この人達に何て声を掛ければいいのだろうか?きっとどんな言葉を掛けても彼らの心は癒されないだろう。

「家に帰りたい…妻と子供に会いたい」
懐から出したボロボロで血だらけの写真を握りしめて泣いている。
その姿を見て俺も教会の皆んなやジュリー、孤児院の皆を思い出した。
早く増援が来る事を祈るばかりだ。

「美味しいスープを食べませんか?」
「へ?」
「疲れた時は美味しいご飯を食べる事が大事です。実はハイセン団長のお墨付きなんですよ?」

わざと茶目っけたっぷりに兵士に話かける。気分転換は大事だ。それに満足した食事を取る事でいくらか心も満たされる。俺が出来るのはこう言う事だけだから。アヒン殿下の為にも俺は俺が出来る事をする。
魔法の鞄を持ってきて良かった。鞄の中に入っている物の時が止まるのでアヒン殿下に相談して生野菜を沢山持って来ていた。
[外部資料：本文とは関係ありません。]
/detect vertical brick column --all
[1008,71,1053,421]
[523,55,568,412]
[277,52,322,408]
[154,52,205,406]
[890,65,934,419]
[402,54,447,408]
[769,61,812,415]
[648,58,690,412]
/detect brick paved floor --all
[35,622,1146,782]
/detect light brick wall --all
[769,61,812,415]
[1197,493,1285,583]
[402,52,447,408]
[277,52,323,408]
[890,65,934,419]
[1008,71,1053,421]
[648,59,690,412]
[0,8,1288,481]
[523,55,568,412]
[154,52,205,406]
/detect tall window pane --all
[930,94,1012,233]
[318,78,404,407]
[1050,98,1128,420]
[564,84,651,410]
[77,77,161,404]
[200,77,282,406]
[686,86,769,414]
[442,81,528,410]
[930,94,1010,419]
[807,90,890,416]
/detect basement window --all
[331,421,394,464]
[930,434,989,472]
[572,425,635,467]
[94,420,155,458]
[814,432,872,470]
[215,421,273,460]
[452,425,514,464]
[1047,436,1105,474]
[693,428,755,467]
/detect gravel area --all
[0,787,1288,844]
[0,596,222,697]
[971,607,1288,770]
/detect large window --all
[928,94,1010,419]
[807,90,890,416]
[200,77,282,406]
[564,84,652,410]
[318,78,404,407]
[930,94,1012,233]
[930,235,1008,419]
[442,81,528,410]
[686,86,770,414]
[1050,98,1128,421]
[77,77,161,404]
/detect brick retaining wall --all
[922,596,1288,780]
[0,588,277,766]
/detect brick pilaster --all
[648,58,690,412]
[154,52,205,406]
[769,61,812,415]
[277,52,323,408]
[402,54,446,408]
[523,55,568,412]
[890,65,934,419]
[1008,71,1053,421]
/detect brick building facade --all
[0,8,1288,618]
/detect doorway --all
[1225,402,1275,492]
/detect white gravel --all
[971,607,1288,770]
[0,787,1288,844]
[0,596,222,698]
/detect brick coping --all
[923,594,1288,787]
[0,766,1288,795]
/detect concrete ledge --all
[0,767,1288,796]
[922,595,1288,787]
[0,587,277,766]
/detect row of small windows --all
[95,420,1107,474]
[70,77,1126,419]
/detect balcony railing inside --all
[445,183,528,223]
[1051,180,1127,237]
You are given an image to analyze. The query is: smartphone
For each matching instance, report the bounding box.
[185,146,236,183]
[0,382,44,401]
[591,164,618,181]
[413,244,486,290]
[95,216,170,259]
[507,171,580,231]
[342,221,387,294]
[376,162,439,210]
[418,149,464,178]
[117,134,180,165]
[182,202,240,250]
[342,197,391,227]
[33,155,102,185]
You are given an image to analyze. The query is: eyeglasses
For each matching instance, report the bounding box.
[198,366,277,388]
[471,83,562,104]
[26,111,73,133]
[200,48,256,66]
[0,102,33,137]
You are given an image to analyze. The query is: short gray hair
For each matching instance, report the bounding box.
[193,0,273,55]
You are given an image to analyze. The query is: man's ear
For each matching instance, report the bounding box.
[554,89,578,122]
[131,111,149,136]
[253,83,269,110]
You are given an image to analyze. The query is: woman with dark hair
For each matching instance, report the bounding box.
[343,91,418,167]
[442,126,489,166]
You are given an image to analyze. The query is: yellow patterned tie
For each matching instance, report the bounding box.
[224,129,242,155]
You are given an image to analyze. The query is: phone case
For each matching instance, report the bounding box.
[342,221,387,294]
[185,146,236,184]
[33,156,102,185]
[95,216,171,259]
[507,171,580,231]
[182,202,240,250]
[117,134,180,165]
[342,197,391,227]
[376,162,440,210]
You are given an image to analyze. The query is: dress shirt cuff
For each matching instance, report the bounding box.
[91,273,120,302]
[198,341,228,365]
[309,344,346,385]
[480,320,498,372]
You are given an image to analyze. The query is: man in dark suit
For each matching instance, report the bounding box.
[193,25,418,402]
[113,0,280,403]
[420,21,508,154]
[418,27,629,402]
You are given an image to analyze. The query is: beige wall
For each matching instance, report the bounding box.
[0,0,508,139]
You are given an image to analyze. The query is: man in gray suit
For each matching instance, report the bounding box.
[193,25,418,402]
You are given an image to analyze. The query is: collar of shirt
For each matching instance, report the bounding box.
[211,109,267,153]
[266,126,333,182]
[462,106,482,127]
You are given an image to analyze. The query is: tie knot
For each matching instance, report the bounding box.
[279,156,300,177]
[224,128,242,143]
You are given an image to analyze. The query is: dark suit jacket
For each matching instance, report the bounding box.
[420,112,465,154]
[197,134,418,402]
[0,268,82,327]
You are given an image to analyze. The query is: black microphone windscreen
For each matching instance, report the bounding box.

流石に毎日全員分を賄う材料はない為、救護テントの食事の一部を俺の料理で対応している。
こんな状況での生野菜だったので多少は元気が出る者もいた。ハイセン団長が時々ウロウロしているので人が見えない所でちょいちょい食事を分けてあげていた。普段はつっけんどんなのにご飯を食べている時は顔が綻んでいて素直だ。何だか野良猫に餌をやってるみたいで少し和む。

「おい聖女候補」
「はい何でしょう?」
珍しい。いつも黙々とご飯を食べるだけのハイセン団長が俺に話しかけて来た。

「何でお前はこんなに料理が上手いんだ?聖女様も上手いのか?」
「んー俺は家庭の事情もありますけど料理するのが結構好きなんです。美優さんは……料理している所は見た事ないですね…」

あの人は俺が作ったご飯に手をつけたがらなかった。でも料理している所は見たことないから買い食いをしていたのかもしれない。

「何で仲悪いんだ?」
「何故か嫌われてるんです」
ははと頭を後ろ手でかく。
「嫌われる様なことしたのか?」
ぎろりと睨まれ肩がすくむ。
「んー個人的にはしたつもりがないのですが恨みは買っている自信があります」
「何だその自信は」
ふっと笑われた。
「今笑いました…?」
「何を言ってるんだ?笑うわけないだろ」
ハイセン団長はすくっと立つと。ご馳走になったと言ってテントから出て行った。
「素直じゃないな…」
ふっと俺は笑うとまた治療に向かった。